Phylogenetic identification of lateral genetic transfer events
1 Institute for Molecular Bioscience, The University of Queensland, Brisbane, Australia and ARC Centre in Bioinformatics, Australia
2 Advanced Computational Modelling Centre, The University of Queensland, Brisbane, Australia
BMC Evolutionary Biology 2006, 6:15 doi:10.1186/1471-2148-6-15Published: 11 February 2006
Lateral genetic transfer can lead to disagreements among phylogenetic trees comprising sequences from the same set of taxa. Where topological discordance is thought to have arisen through genetic transfer events, tree comparisons can be used to identify the lineages that may have shared genetic information. An 'edit path' of one or more transfer events can be represented with a series of subtree prune and regraft (SPR) operations, but finding the optimal such set of operations is NP-hard for comparisons between rooted trees, and may be so for unrooted trees as well.
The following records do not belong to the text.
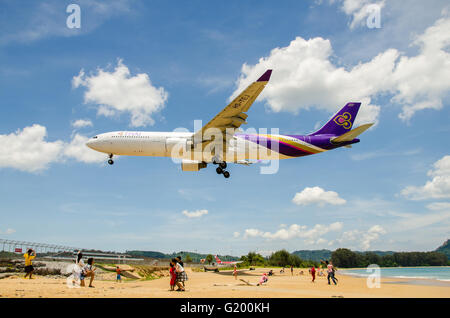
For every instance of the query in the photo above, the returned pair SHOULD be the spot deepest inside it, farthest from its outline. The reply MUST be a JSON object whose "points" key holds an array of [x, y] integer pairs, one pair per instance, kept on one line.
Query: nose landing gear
{"points": [[221, 167]]}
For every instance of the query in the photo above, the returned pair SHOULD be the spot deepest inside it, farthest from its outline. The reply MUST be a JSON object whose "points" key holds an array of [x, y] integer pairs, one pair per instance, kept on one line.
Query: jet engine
{"points": [[192, 165]]}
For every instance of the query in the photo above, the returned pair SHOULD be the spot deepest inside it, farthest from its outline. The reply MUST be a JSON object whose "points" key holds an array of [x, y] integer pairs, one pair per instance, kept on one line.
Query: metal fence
{"points": [[13, 246]]}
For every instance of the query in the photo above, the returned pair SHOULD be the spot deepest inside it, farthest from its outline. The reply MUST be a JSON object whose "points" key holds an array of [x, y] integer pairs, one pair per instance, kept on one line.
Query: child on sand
{"points": [[181, 275], [313, 274], [119, 273], [263, 279], [29, 256], [88, 271], [173, 276]]}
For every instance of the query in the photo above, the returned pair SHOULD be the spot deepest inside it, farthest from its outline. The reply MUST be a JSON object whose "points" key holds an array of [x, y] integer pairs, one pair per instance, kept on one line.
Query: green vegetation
{"points": [[445, 249], [9, 255], [195, 257], [209, 258], [346, 258], [188, 259], [280, 258]]}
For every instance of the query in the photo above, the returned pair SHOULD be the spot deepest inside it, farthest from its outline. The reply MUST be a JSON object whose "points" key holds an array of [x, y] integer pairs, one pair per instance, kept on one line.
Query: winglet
{"points": [[265, 77]]}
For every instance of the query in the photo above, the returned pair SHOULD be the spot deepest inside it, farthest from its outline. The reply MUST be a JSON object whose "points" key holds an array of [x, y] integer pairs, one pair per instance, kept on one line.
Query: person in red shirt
{"points": [[119, 274], [173, 276], [313, 273]]}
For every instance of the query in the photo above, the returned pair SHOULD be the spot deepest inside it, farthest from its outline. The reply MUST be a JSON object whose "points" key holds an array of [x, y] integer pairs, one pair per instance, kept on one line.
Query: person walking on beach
{"points": [[178, 258], [119, 274], [181, 275], [313, 273], [29, 256], [173, 275], [330, 271], [88, 271]]}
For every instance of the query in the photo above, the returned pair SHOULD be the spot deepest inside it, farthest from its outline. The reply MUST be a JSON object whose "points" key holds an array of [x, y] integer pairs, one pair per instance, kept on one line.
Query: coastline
{"points": [[223, 285], [401, 279]]}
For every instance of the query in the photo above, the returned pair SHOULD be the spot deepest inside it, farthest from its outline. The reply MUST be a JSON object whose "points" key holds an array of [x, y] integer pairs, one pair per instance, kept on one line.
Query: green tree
{"points": [[209, 258], [188, 258], [280, 258], [253, 259], [343, 257]]}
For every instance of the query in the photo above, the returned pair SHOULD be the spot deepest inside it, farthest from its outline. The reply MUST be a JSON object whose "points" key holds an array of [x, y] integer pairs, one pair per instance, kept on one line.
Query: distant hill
{"points": [[318, 255], [313, 255], [196, 257], [445, 249]]}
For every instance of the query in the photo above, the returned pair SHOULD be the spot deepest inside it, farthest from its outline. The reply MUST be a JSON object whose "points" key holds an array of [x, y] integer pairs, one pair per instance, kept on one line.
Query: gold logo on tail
{"points": [[344, 120]]}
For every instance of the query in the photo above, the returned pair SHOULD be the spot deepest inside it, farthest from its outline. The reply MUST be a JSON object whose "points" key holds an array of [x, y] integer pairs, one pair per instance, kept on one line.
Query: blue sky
{"points": [[393, 187]]}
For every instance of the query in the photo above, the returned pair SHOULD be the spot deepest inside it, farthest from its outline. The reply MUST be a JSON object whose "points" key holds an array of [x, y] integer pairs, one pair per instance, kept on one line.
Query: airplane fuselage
{"points": [[241, 146]]}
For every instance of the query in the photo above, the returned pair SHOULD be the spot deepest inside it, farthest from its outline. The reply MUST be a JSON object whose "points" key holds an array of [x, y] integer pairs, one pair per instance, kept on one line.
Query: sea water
{"points": [[434, 273]]}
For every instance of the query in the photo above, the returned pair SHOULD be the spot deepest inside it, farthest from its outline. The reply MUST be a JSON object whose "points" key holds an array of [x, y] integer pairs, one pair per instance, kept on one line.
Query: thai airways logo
{"points": [[344, 120]]}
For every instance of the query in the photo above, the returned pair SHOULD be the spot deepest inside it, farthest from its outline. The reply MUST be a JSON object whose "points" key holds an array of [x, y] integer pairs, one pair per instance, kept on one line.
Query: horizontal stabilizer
{"points": [[352, 134]]}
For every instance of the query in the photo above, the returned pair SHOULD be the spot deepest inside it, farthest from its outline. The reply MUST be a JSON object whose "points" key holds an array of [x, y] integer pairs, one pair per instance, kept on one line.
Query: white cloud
{"points": [[362, 239], [305, 76], [437, 188], [317, 195], [118, 92], [78, 150], [27, 149], [195, 214], [80, 123], [295, 231], [8, 232], [437, 206]]}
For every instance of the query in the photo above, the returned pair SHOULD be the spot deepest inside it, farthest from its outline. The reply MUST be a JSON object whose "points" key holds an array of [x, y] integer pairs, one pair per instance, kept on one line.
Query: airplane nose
{"points": [[90, 143]]}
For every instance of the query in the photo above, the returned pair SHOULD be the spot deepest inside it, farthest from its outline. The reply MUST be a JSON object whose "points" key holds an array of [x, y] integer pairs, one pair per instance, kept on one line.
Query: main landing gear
{"points": [[221, 168], [110, 161]]}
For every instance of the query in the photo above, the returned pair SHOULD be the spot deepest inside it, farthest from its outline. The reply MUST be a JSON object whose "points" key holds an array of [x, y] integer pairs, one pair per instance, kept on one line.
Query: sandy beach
{"points": [[221, 285]]}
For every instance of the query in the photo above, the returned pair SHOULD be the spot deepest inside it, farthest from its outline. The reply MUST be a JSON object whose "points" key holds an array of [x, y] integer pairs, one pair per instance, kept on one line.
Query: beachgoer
{"points": [[181, 275], [119, 274], [264, 279], [330, 271], [313, 273], [29, 256], [182, 264], [88, 271], [173, 276], [78, 268]]}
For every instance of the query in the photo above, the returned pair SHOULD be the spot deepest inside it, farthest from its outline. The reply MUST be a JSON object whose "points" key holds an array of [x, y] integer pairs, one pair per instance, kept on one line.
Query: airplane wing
{"points": [[233, 115]]}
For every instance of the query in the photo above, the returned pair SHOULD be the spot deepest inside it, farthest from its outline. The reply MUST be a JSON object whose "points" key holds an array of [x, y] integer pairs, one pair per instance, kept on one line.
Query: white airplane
{"points": [[219, 141]]}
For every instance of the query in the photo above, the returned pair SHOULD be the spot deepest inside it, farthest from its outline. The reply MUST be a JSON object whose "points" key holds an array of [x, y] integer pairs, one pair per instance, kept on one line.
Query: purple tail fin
{"points": [[341, 122]]}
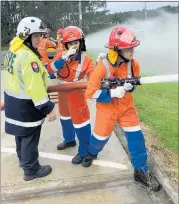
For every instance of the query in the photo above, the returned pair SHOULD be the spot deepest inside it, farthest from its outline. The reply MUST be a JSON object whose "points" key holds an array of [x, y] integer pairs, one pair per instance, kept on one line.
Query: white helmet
{"points": [[29, 25]]}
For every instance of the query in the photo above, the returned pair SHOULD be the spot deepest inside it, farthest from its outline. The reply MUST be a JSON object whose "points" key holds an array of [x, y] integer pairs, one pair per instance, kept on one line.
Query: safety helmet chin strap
{"points": [[120, 54]]}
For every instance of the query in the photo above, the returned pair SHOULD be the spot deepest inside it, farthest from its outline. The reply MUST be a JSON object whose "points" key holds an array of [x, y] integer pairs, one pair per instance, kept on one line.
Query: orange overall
{"points": [[73, 108], [43, 46], [112, 110]]}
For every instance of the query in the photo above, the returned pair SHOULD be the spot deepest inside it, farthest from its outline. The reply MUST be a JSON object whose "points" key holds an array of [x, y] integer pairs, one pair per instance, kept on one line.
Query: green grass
{"points": [[157, 105]]}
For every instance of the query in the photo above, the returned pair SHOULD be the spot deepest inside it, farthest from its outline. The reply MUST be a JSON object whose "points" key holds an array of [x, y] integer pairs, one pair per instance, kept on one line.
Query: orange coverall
{"points": [[73, 107], [111, 110]]}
Efficient Evaluation of Edit Paths (EEEP) is a new tree comparison algorithm that uses evolutionarily reasonable constraints to identify and eliminate many unproductive search avenues, reducing the time required to solve many edit path problems. The performance of EEEP compares favourably to that of other algorithms when applied to strictly bifurcating trees with specified numbers of SPR operations. We also used EEEP to recover edit paths from over 19 000 unrooted, incompletely resolved protein trees containing up to 144 taxa as part of a large phylogenomic study. While inferred protein trees were far more similar to a reference supertree than random trees were to each other, the phylogenetic distance spanned by random versus inferred transfer events was similar, suggesting that real transfer events occur most frequently between closely related organisms, but can span large phylogenetic distances as well. While most of the protein trees examined here were very similar to the reference supertree, requiring zero or one edit operations for reconciliation, some trees implied up to 40 transfer events within a single orthologous set of proteins.
Since sequence trees typically have no implied root and may contain unresolved or multifurcating nodes, the strategy implemented in EEEP is the most appropriate for phylogenomic analyses. The high degree of consistency among inferred protein trees shows that vertical inheritance is the dominant pattern of evolution, at least for the set of organisms considered here. However, the edit paths inferred using EEEP suggest an important role for genetic transfer in the evolution of microbial genomes as well.